In the initial weeks of the current Diet session, which opened in January, the Lower House Budget Committee saw a spate of heated debates between Prime Minister Junichiro Koizumi and Naoto Kan, leader of the Democratic Party of Japan.
However, the atmosphere in the same budget committee sessions suddenly became dull when the discussions turned to issues that did not require the attendance of the prime minister, which often means there will be little or no media coverage.
Attendance of committee members at such sessions drops sharply, as a number of lawmakers opt instead to return to their home districts to solicit the support of voters to ensure re-election.
Many Diet members are jittery over the unified nationwide local elections coming up in April. Adding to this is speculation that Koizumi will dissolve the Lower House and call a snap election sometime this year.
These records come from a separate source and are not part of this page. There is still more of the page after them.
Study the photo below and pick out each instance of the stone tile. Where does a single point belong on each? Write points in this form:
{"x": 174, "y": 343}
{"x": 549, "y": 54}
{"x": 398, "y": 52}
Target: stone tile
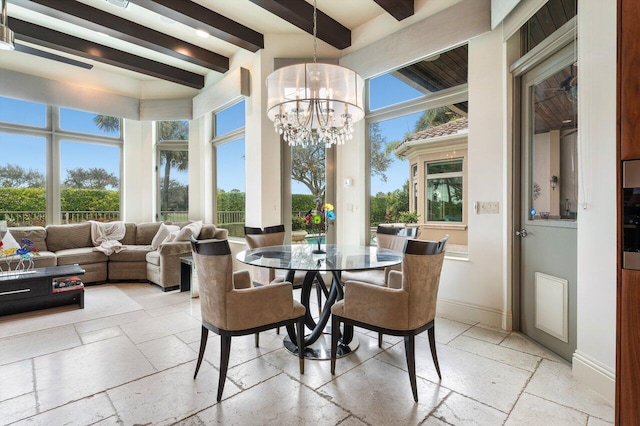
{"x": 242, "y": 348}
{"x": 110, "y": 321}
{"x": 169, "y": 396}
{"x": 103, "y": 334}
{"x": 252, "y": 372}
{"x": 167, "y": 352}
{"x": 18, "y": 408}
{"x": 83, "y": 412}
{"x": 16, "y": 379}
{"x": 486, "y": 333}
{"x": 87, "y": 370}
{"x": 490, "y": 382}
{"x": 519, "y": 342}
{"x": 447, "y": 330}
{"x": 598, "y": 422}
{"x": 460, "y": 411}
{"x": 163, "y": 310}
{"x": 352, "y": 421}
{"x": 278, "y": 401}
{"x": 38, "y": 343}
{"x": 318, "y": 372}
{"x": 154, "y": 328}
{"x": 533, "y": 411}
{"x": 161, "y": 299}
{"x": 496, "y": 353}
{"x": 379, "y": 393}
{"x": 189, "y": 336}
{"x": 554, "y": 381}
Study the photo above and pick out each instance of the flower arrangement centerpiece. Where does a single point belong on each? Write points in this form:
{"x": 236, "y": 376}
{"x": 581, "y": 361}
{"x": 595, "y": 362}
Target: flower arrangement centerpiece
{"x": 318, "y": 219}
{"x": 26, "y": 252}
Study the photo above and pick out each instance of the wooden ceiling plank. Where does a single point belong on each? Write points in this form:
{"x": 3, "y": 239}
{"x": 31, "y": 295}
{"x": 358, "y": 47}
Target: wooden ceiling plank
{"x": 300, "y": 14}
{"x": 46, "y": 37}
{"x": 95, "y": 19}
{"x": 399, "y": 9}
{"x": 199, "y": 17}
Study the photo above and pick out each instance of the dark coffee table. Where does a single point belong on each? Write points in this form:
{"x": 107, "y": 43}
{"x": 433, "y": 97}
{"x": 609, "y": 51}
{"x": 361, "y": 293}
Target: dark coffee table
{"x": 34, "y": 289}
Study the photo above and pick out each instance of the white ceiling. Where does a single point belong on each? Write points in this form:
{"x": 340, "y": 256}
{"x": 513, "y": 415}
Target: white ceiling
{"x": 367, "y": 21}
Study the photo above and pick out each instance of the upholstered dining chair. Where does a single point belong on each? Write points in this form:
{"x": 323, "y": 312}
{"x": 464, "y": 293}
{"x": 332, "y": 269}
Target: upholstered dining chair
{"x": 273, "y": 236}
{"x": 389, "y": 237}
{"x": 405, "y": 307}
{"x": 231, "y": 306}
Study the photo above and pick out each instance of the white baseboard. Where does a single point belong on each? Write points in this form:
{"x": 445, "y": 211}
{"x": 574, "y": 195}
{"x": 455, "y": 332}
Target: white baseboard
{"x": 596, "y": 375}
{"x": 475, "y": 313}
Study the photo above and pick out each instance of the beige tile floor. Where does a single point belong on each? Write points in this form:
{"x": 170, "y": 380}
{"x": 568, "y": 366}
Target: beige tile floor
{"x": 135, "y": 366}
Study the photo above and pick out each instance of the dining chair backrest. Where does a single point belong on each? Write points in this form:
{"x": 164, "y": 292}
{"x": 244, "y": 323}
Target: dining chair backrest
{"x": 394, "y": 238}
{"x": 421, "y": 266}
{"x": 269, "y": 236}
{"x": 214, "y": 266}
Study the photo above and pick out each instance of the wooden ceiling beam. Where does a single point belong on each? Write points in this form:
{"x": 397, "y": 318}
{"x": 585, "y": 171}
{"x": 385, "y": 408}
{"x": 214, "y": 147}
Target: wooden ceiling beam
{"x": 199, "y": 17}
{"x": 56, "y": 40}
{"x": 300, "y": 14}
{"x": 97, "y": 20}
{"x": 399, "y": 9}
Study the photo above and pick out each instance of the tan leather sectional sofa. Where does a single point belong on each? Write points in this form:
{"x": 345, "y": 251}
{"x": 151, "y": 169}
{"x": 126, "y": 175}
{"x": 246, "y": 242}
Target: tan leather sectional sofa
{"x": 71, "y": 244}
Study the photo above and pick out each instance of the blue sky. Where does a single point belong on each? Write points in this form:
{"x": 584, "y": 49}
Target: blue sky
{"x": 385, "y": 90}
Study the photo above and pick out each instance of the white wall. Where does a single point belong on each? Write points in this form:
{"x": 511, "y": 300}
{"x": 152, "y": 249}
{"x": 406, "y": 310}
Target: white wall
{"x": 594, "y": 360}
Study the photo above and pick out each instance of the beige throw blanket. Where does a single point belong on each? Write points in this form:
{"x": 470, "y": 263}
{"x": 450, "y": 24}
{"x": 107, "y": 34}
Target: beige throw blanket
{"x": 105, "y": 236}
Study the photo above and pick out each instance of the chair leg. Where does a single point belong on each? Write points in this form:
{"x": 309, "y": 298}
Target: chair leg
{"x": 300, "y": 342}
{"x": 410, "y": 352}
{"x": 203, "y": 344}
{"x": 319, "y": 293}
{"x": 225, "y": 349}
{"x": 434, "y": 354}
{"x": 335, "y": 334}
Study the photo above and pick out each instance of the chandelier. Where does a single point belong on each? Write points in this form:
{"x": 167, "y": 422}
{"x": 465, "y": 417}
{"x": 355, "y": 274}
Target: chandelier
{"x": 314, "y": 103}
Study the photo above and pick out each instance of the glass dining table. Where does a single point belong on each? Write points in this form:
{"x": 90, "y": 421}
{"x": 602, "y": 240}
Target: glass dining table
{"x": 334, "y": 259}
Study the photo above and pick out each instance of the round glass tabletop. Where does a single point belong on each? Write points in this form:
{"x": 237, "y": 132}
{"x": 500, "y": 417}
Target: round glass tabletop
{"x": 301, "y": 257}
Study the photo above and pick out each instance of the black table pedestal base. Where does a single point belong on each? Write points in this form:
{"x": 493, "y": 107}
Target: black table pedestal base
{"x": 320, "y": 350}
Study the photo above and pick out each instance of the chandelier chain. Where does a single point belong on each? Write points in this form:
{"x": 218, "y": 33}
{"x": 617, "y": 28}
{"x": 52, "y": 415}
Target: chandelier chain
{"x": 315, "y": 31}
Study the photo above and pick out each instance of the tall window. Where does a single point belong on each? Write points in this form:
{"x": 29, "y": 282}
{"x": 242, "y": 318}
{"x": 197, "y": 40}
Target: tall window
{"x": 230, "y": 168}
{"x": 402, "y": 104}
{"x": 173, "y": 170}
{"x": 444, "y": 191}
{"x": 85, "y": 147}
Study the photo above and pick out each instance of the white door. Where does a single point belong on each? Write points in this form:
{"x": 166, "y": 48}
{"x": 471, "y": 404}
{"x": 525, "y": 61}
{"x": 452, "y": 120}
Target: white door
{"x": 549, "y": 193}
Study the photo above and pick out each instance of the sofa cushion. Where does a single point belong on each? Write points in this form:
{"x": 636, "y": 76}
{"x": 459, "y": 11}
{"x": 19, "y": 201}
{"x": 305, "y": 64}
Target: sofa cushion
{"x": 61, "y": 237}
{"x": 131, "y": 254}
{"x": 37, "y": 234}
{"x": 162, "y": 233}
{"x": 145, "y": 232}
{"x": 153, "y": 257}
{"x": 80, "y": 256}
{"x": 187, "y": 231}
{"x": 129, "y": 234}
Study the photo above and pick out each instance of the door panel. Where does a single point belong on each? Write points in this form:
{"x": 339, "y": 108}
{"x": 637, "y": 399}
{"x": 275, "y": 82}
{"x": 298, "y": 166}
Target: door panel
{"x": 549, "y": 196}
A veteran lawmaker from the ruling Liberal Democratic Party said that in these circumstances, the low attendance at Diet committee sessions is unavoidable.
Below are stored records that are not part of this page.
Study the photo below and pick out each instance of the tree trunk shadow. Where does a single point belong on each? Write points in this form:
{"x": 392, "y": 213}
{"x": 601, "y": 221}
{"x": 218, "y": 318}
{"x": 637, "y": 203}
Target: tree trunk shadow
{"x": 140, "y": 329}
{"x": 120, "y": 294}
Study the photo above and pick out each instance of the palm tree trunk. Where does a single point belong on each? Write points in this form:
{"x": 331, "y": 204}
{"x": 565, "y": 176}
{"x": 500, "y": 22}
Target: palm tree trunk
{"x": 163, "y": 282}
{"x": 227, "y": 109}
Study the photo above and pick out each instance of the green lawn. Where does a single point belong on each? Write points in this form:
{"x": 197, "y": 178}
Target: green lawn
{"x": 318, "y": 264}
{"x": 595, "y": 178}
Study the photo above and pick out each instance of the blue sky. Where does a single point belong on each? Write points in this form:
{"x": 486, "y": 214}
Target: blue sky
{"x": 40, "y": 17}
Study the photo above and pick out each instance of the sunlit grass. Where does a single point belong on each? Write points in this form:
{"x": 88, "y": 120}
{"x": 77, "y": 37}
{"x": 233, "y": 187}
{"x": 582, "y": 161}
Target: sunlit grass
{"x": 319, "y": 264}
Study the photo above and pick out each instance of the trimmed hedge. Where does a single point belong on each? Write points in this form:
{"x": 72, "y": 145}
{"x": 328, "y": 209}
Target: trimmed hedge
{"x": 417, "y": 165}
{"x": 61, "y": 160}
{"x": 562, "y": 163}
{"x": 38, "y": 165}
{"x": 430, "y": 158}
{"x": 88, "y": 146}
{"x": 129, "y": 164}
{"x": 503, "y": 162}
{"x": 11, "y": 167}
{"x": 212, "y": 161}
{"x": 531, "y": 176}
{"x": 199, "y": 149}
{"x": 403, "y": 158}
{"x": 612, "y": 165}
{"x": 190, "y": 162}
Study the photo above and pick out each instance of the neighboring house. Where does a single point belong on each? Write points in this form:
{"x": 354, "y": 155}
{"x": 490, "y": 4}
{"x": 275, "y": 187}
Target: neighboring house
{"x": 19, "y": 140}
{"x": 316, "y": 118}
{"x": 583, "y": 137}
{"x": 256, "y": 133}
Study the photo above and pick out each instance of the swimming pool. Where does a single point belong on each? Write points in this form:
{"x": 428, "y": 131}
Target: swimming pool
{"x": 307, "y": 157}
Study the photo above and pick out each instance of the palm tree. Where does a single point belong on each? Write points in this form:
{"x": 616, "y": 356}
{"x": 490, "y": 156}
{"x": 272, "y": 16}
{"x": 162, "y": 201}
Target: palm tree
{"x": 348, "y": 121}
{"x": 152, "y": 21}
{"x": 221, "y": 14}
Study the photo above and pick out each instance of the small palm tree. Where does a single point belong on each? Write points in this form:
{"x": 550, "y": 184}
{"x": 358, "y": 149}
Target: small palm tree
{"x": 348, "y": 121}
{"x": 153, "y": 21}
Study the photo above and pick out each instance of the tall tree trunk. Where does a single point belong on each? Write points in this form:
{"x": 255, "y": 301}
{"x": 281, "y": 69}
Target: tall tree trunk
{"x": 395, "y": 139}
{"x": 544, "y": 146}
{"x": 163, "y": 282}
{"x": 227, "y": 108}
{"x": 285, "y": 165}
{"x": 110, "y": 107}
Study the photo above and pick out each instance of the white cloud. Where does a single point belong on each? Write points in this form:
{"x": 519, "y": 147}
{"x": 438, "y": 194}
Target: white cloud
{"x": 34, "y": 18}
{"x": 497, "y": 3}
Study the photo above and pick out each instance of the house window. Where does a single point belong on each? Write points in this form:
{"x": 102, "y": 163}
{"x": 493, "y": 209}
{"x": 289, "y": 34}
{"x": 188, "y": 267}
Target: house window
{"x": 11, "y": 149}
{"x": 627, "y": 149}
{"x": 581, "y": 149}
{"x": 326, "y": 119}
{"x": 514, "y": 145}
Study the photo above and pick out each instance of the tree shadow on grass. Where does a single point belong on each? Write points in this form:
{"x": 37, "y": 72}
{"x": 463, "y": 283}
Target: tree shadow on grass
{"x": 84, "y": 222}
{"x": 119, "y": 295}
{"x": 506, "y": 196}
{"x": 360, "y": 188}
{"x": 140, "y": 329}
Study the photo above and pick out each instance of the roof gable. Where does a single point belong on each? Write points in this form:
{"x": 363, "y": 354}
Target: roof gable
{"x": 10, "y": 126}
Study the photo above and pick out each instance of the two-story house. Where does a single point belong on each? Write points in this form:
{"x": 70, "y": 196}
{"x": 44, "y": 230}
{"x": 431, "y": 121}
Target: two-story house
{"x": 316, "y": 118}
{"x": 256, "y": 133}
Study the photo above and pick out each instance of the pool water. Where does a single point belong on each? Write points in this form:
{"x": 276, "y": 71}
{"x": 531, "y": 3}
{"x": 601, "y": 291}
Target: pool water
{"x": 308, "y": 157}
“When rumors of a snap election circulate, Diet members are more interested in their re-election than in Diet debates. Nobody can stop them,” the lawmaker said.
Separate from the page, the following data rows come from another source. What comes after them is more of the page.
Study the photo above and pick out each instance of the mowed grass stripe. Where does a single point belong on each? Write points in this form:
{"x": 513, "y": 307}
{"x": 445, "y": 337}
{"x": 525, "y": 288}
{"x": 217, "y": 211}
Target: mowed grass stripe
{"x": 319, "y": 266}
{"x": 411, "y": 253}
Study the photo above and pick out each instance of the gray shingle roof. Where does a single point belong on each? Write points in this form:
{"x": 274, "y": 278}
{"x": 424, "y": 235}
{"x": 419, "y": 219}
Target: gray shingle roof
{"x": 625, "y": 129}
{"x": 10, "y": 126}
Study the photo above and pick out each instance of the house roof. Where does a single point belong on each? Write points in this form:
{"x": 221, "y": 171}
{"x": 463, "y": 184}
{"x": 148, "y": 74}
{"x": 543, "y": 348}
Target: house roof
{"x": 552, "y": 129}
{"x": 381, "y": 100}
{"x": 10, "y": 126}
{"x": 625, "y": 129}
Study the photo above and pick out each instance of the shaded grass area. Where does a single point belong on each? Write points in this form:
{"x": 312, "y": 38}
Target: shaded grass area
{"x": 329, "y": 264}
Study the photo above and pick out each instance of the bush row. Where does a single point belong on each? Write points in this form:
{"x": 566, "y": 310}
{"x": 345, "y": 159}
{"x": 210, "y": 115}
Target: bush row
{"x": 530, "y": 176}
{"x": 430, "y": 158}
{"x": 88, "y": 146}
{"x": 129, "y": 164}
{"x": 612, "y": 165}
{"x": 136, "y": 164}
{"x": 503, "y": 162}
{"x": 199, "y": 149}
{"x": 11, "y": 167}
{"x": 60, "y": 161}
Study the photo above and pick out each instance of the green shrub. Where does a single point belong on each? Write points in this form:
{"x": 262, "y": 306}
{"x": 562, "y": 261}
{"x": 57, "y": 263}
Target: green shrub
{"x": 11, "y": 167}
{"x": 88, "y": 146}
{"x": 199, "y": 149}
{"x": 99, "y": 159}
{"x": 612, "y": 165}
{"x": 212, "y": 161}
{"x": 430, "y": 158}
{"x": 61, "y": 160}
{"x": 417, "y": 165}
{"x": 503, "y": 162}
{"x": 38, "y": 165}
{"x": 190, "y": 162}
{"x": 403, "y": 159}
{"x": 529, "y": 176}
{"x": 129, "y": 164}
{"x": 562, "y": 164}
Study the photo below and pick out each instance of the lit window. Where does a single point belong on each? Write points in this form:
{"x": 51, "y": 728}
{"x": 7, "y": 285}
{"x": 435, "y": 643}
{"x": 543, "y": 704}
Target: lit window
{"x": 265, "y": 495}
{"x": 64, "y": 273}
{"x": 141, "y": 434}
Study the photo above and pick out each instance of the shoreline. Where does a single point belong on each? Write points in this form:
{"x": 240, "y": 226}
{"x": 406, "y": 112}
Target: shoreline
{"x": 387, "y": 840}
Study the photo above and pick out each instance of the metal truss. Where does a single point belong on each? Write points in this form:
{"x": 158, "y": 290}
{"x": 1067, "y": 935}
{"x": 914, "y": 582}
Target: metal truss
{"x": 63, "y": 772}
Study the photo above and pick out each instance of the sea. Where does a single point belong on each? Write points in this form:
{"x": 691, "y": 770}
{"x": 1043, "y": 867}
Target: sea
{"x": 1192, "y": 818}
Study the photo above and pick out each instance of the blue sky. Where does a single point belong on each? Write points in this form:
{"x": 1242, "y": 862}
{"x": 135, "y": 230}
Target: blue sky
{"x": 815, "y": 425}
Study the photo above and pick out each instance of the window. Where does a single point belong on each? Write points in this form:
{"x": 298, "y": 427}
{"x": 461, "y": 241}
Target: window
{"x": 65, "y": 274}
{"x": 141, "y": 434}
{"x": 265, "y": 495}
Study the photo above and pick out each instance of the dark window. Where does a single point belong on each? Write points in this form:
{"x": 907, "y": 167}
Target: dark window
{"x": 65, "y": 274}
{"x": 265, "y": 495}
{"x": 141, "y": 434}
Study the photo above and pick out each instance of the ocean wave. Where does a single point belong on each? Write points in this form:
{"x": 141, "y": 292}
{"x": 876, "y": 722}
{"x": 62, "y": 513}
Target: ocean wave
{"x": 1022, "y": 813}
During a session Wednesday of the Upper House Budget Committee, one lawmaker was spotted taking a nap in his seat just as transport minister Chikage Ogi was responding to a question over the recent incident in which a bullet train driver dozed off at the controls while the train was running at 270 kph.
Lawmakers seated around the person posing the questions — who is likely to be captured on TV — appear to be listening intently to the debate. However, many of the others in the room are reading newspapers or chatting with one another.
Concerned with the situation, ruling coalition officials in charge of Diet affairs agreed in January that lawmakers who duck out on a committee session before it is concluded must obtain approval from the committee’s board members.
Hidenao Nakagawa, the LDP’s Diet affairs chief, also requested at a meeting of the party’s top executives that its various policy panel gatherings be held early in the morning to prevent LDP lawmakers from being able to say they are skipping Diet sessions to attend these meetings.
In mid-February, coalition officials submitted a rare request to chairpersons of Diet committees asking that their sessions be sufficiently attended.
The committee chiefs were specifically urged to warn panel members who have a poor attendance record and to ensure full attendance, particularly when a vote is taken on legislative matters.
“Are we junior high school kids?” a junior LDP lawmaker asked as he complained about the detailed orders from party elders.
He argued that he is often too busy to attend every session. Having his name listed simultaneously on three different committee rosters, it is difficult to attend all of them, he said.
Low attendance at committee sessions can be a serious problem for Diet proceedings. A session is effectively pointless unless more than half of its members are present.
During the current 150-day session, which runs through June, more than 130 bills are scheduled to be deliberated. Because Diet members will also be busy stumping for candidates in the April elections, the ruling coalition is having trouble securing sufficient time for committee deliberations for every bill.